The aggressiveness of the male sports world certainly does not help. In sports that breed male athletes who want to hit people, who want to create contact, who are forced to fight each other, there seems to be no room for homosexuality. In an article in the San Francisco Chronicle, Gregory Herek — a psychologist at UC Davis — said, “Men are raised to think they have to prove their masculinity, and one big part about being masculine is being heterosexual.” There is a culture around professional sports — especially ones that have no female counterparts like the NFL and NHL — as being “a man’s game.” There is no place for femininity, there is no place for feelings, and therefore there is no place for homosexuals.

What is so important about Collins’ story is that it shatters these stereotypes. Never known for being the most talented player on the court, Collins’ grit was what made him a great NBA player. “On the court I graciously accept one label sometimes bestowed on me: ‘the pro’s pro.’ … I take charges and I foul — that is my forte. I enter the court knowing I have six hard fouls to give,” he said. Collins led the NBA in personal fouls in the 2005 season. He is not afraid to take a hit and he is not afraid to give one. So what difference does his sexuality make, if he is willing to sacrifice everything, including his body, for his teammates? After all, that is the true culture of professional sports.

Collins’ announcement comes just three days after Rhode Island’s senate voted in favor of legislation to allow same-sex marriage, making it the final state in New England to do so. Clearly, there are strides being made in the right direction for gay rights. Still, though, 31 states have enacted Constitutional amendments barring same-sex marriage, and the Supreme Court remains apprehensive about passing legislation. In the world of sports, some athletes remain intolerant — San Jose Earthquakes’ forward Alan Gordon was recently suspended for calling an opponent a “faggot.”

There is still work to be done when it comes to universalizing the acceptance of homosexual athletes in the world of sports, and it starts well before the professional level. I know from experience that even in high school sports and below, there is a stigma around gay athletes. On my high school baseball team, there was a group of about five of us who were extremely close. We did everything together, including sharing the same beds on road trips and putting five people in a room that should have only fit two. To my knowledge, none of us were or are homosexual. Nonetheless, our coach often told us we needed to act less “gay,” that we touched each other too much. My response was, and remains, who cares? If one of us were gay, it would not have changed the way we performed on the field. It would not have changed how much we cared about winning baseball games.
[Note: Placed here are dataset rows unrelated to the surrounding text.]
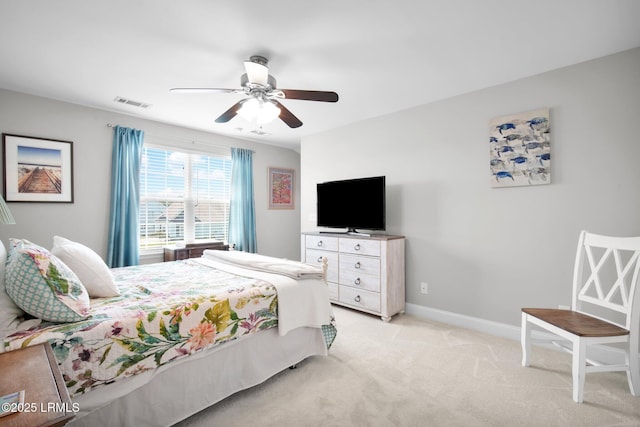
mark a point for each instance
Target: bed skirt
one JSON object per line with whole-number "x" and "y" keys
{"x": 180, "y": 389}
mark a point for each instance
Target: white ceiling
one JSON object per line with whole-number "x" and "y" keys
{"x": 379, "y": 56}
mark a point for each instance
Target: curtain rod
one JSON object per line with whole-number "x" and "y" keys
{"x": 193, "y": 141}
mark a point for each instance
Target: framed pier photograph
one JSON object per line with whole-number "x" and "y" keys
{"x": 37, "y": 169}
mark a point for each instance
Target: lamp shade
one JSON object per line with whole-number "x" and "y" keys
{"x": 5, "y": 213}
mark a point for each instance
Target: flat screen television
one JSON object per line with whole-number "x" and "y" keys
{"x": 352, "y": 204}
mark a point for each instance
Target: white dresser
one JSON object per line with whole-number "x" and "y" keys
{"x": 364, "y": 273}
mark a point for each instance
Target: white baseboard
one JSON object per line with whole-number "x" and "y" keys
{"x": 602, "y": 353}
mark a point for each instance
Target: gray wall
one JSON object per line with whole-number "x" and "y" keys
{"x": 86, "y": 220}
{"x": 488, "y": 252}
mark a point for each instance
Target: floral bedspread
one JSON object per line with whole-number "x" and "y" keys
{"x": 166, "y": 311}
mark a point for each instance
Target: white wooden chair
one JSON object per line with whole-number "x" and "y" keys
{"x": 605, "y": 309}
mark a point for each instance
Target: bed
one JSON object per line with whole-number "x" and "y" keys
{"x": 181, "y": 335}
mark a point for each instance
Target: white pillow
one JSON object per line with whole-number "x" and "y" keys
{"x": 10, "y": 313}
{"x": 44, "y": 286}
{"x": 90, "y": 268}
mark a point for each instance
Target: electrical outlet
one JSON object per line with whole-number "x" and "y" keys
{"x": 424, "y": 288}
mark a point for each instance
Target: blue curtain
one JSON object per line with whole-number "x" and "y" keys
{"x": 242, "y": 217}
{"x": 126, "y": 157}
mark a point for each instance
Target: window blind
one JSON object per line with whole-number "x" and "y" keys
{"x": 184, "y": 196}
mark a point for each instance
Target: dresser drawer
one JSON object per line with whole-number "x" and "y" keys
{"x": 360, "y": 298}
{"x": 359, "y": 280}
{"x": 314, "y": 256}
{"x": 365, "y": 265}
{"x": 322, "y": 242}
{"x": 333, "y": 291}
{"x": 360, "y": 246}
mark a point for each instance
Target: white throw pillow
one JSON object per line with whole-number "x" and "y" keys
{"x": 10, "y": 313}
{"x": 43, "y": 286}
{"x": 90, "y": 268}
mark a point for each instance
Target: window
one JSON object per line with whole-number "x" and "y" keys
{"x": 183, "y": 196}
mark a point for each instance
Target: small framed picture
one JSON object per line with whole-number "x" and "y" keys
{"x": 37, "y": 169}
{"x": 281, "y": 194}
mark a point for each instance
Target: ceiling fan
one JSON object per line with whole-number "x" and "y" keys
{"x": 263, "y": 102}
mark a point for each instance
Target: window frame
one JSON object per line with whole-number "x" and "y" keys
{"x": 187, "y": 196}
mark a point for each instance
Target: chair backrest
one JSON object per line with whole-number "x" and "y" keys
{"x": 605, "y": 279}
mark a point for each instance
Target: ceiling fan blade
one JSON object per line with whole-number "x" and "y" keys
{"x": 310, "y": 95}
{"x": 202, "y": 89}
{"x": 231, "y": 112}
{"x": 287, "y": 116}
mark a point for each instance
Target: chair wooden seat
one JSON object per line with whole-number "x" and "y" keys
{"x": 605, "y": 311}
{"x": 577, "y": 323}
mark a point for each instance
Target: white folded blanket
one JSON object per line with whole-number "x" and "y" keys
{"x": 293, "y": 269}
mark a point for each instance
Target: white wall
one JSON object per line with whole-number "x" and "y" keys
{"x": 488, "y": 252}
{"x": 86, "y": 220}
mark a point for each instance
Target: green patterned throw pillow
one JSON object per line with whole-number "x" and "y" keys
{"x": 43, "y": 286}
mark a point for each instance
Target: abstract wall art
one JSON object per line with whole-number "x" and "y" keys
{"x": 281, "y": 188}
{"x": 520, "y": 149}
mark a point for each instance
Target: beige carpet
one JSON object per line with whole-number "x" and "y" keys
{"x": 412, "y": 372}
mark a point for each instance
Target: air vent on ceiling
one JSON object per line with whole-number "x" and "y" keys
{"x": 131, "y": 102}
{"x": 260, "y": 132}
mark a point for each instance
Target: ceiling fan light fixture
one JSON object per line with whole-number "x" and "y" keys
{"x": 261, "y": 111}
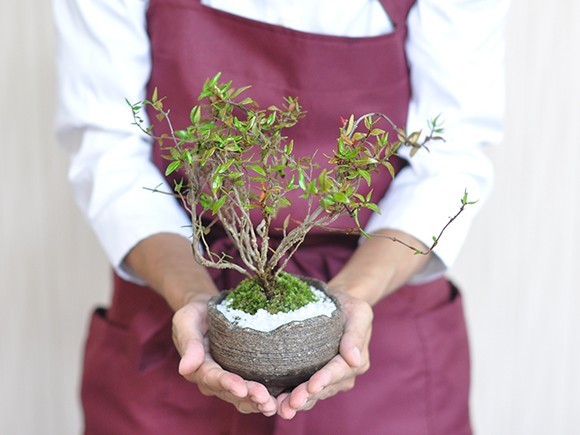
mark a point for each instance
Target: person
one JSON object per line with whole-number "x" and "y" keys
{"x": 409, "y": 59}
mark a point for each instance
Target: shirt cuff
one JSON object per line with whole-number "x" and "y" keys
{"x": 422, "y": 204}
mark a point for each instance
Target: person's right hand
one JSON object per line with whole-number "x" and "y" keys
{"x": 197, "y": 365}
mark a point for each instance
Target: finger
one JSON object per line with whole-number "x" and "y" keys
{"x": 333, "y": 372}
{"x": 357, "y": 330}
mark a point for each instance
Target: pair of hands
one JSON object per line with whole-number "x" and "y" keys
{"x": 197, "y": 365}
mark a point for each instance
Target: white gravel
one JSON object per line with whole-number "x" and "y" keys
{"x": 264, "y": 321}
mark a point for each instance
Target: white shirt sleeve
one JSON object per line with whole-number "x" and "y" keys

It would not have changed how much time, how much love we put into the sport. It would not have changed how close we were. Collins embodied this feeling perfectly, saying “I sacrifice myself for other players. I look out for my teammates as I would my kid brother.”

It still eludes me why professional sports continue to lag behind society. The world is changing its views on homosexuality and same-sex marriage, and professional sports are only just beginning to join the party. I recently watched the movie 42, the story of Jackie Robinson breaking baseball’s color barrier. Baseball once shut African Americans out, but the game is now incredibly integrated, thanks to Mr. Robinson. I’m not saying that Jason Collins will be the next Jackie Robinson, although he very well might be. What I’m saying is that Collins opened a door, just like Robinson did. Gay athletes in the sports world should no longer be afraid to show who they really are, because it is not, and never has been, an embarrassment. Collins has proven that. When asked about having an openly gay player on his team, Collins’ former coach Doc Rivers said, “I think it would be terrific for the league. More than anything, it would just be terrific for mankind, my gosh.”